Centrum semiovale has been proposed as a reference region for simplifying analysis for [11C]UCB-J, given the minimal VT in this region and the good agreement between VT in centrum semiovale and VND in grey matter [4, 30]. We evaluated if centrum semiovale can be used as a reference region for [11C]UCB-A analysis using data from the SV2A blocking experiment. Blocking with levetiracetam substantially decreased Ki in the centrum semiovale, although to a lesser extent than in grey matter. This has also been observed in [11C]UCB-J: post-drug VT measured by the 1T2k model decreased by 7% in the centrum semiovale and approximately 50% in the grey matter [29]. The decrease in binding observed in the centrum semiovale following blocking was evidently greater for [11C]UCB-A and was substantial compared to the reduction in the grey matter. The reduction in centrum semiovale has been suggested to be due to spill-over from grey matter or incomplete convergence of the OSEM algorithm [30]. We did re-do the analysis with block-sequential regularised expectation maximisation (BSREM) reconstructions, resulting in higher spatial resolution and hence less spill-over, but this did not diminish the large reduction in Ki in centrum semiovale (data not shown). Hence, centrum semiovale is not a suitable reference region for simplified [11C]UCB-A quantification.

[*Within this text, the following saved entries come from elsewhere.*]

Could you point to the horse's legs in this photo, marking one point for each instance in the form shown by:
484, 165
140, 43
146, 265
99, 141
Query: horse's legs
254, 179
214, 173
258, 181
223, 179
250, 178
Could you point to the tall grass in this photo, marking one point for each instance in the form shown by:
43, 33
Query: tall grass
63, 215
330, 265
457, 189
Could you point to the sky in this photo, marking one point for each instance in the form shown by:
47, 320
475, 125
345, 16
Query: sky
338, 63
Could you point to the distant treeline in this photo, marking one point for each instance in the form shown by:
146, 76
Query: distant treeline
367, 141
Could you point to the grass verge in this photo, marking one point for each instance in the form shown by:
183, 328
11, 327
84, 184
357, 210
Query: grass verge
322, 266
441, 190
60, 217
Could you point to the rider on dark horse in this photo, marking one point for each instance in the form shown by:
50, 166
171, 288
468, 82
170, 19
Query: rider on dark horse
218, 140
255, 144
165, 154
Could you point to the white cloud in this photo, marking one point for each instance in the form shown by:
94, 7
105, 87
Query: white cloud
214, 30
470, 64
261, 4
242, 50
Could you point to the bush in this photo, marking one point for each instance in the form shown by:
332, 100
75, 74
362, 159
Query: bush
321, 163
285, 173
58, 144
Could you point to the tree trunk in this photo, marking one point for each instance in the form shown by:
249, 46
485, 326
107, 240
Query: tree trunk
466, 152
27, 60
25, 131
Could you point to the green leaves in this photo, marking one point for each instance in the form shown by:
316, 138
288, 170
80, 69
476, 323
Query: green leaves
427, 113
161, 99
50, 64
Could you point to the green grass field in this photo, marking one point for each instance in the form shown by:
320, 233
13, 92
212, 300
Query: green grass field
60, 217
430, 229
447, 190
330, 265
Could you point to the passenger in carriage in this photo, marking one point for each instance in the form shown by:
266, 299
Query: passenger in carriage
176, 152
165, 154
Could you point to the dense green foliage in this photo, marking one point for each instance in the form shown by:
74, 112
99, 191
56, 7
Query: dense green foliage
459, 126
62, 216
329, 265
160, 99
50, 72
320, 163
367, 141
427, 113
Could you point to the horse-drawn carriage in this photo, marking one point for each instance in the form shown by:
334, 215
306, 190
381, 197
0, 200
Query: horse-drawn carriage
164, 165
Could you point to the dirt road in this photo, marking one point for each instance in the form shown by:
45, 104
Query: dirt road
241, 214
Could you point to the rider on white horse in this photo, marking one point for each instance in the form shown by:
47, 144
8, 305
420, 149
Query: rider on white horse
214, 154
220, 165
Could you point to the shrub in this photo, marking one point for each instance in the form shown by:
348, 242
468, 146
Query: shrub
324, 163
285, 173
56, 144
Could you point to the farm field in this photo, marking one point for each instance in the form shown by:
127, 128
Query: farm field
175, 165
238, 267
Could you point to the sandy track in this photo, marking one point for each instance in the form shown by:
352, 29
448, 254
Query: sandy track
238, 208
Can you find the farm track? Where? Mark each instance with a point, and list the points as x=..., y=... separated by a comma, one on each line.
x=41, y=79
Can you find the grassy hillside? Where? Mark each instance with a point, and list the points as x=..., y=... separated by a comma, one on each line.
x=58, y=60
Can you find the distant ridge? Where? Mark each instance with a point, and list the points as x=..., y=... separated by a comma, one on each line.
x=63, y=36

Our study has several limitations: (1) The 90-min acquisition time for the [11C]UCB-A PET scan may not have been sufficient to reach equilibrium. Extending the scan duration to 120 min or longer would allow for capturing the tracer’s elimination phase, providing more comprehensive data. (2) The occupancy determined in the blocking study was conducted on only two subjects, which limited the statistical power of our findings. Nevertheless, the blocking effects in grey matter areas and the centrum semiovale were evident and consistent with findings reported for other SV2A tracers in the literature.

Conclusions

The apparent irreversible kinetics and the necessity of arterial blood sampling and metabolite analysis for [11C]UCB-A quantification restrict the broad and simple use of [11C]UCB-A. A radioactive tracer with reversible kinetics would be preferable for quantitative readouts. However, despite these limitations, [11C]UCB-A shows high specificity, abundant brain distribution, and low inter-subject variability of the Ki values for all ROIs. Combined with a high blocking effect, [11C]UCB-A has the potential to compare SV2A expression in diseased and healthy conditions. It should be noted that the tracer binding is partially dependent on perfusion. This needs to be considered in future studies when enrolling patients with altered cerebral blood flow.